AÑO 1842
Nos encontramos en París, Francia, exactamente en la pomposa época victoriana. Las mujeres pasean por las calles luciendo grandes y elaborados peinados, mientras abanican sus rostros y modelan elegantes vestidos que hacen énfasis los importantes rangos sociales que ostentan; los hombres enfundados en trajes las escoltan, los sombreros de copa les ciñen la cabeza.

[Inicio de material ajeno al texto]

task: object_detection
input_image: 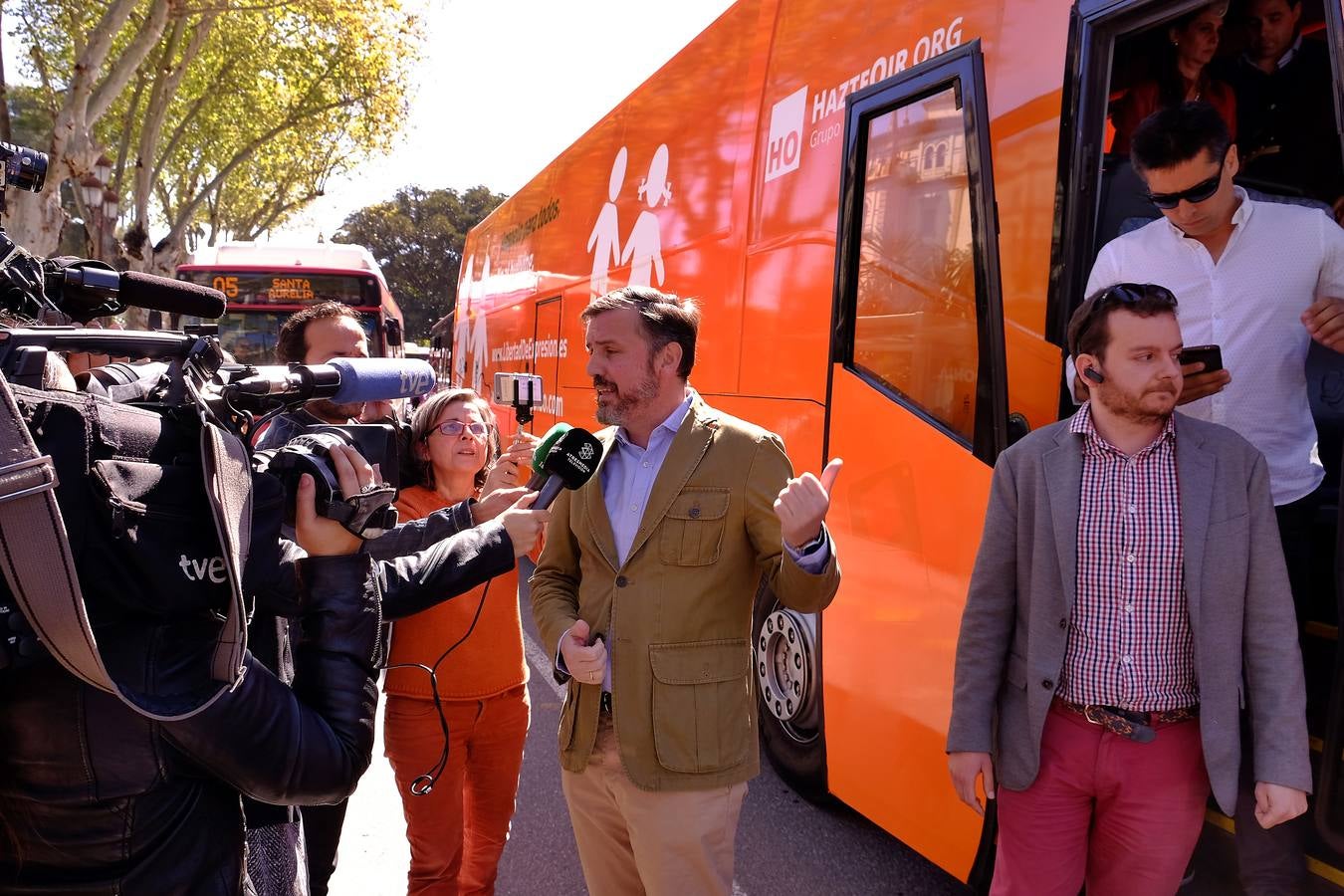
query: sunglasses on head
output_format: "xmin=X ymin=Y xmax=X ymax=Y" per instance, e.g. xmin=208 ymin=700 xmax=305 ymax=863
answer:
xmin=1148 ymin=153 xmax=1228 ymax=208
xmin=1093 ymin=284 xmax=1176 ymax=309
xmin=1070 ymin=284 xmax=1176 ymax=354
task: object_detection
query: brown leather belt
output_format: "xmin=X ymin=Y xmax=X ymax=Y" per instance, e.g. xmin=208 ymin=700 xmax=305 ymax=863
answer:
xmin=1057 ymin=700 xmax=1199 ymax=745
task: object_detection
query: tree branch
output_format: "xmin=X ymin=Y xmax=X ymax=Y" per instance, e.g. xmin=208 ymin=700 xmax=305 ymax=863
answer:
xmin=150 ymin=57 xmax=238 ymax=181
xmin=84 ymin=0 xmax=175 ymax=127
xmin=168 ymin=90 xmax=365 ymax=243
xmin=63 ymin=0 xmax=152 ymax=118
xmin=243 ymin=189 xmax=324 ymax=239
xmin=112 ymin=72 xmax=145 ymax=196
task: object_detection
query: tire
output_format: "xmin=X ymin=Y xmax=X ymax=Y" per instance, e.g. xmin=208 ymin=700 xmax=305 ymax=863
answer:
xmin=752 ymin=587 xmax=832 ymax=803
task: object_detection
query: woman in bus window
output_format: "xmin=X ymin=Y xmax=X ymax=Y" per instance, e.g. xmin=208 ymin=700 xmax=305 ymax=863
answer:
xmin=1111 ymin=3 xmax=1236 ymax=156
xmin=383 ymin=389 xmax=537 ymax=896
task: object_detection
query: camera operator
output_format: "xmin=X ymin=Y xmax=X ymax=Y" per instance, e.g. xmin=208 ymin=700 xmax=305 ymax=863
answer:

Todo parece transcurrir de manera normal a los ojos de los humanos; la sociedad está claramente dividida en clases sociales: la alta, la media y la baja. Los prejuicios existen; la época es conservadora a más no poder; las personas con riqueza dominan el país. Pero nadie imagina los seres que se esconden entre las sombras: vampiros, licántropos, cambiaformas, brujos, gitanos. Todos son cazados por la Inquisición liderada por el Papa. Algunos aún creen que sólo son rumores y fantasías; otros, que han tenido la mala fortuna de encontrarse cara a cara con uno de estos seres, han vivido para contar su terrorífica historia y están convencidos de su existencia, del peligro que representa convivir con ellos, rondando por ahí, camuflando su naturaleza, haciéndose pasar por simples mortales, atacando cuando menos uno lo espera.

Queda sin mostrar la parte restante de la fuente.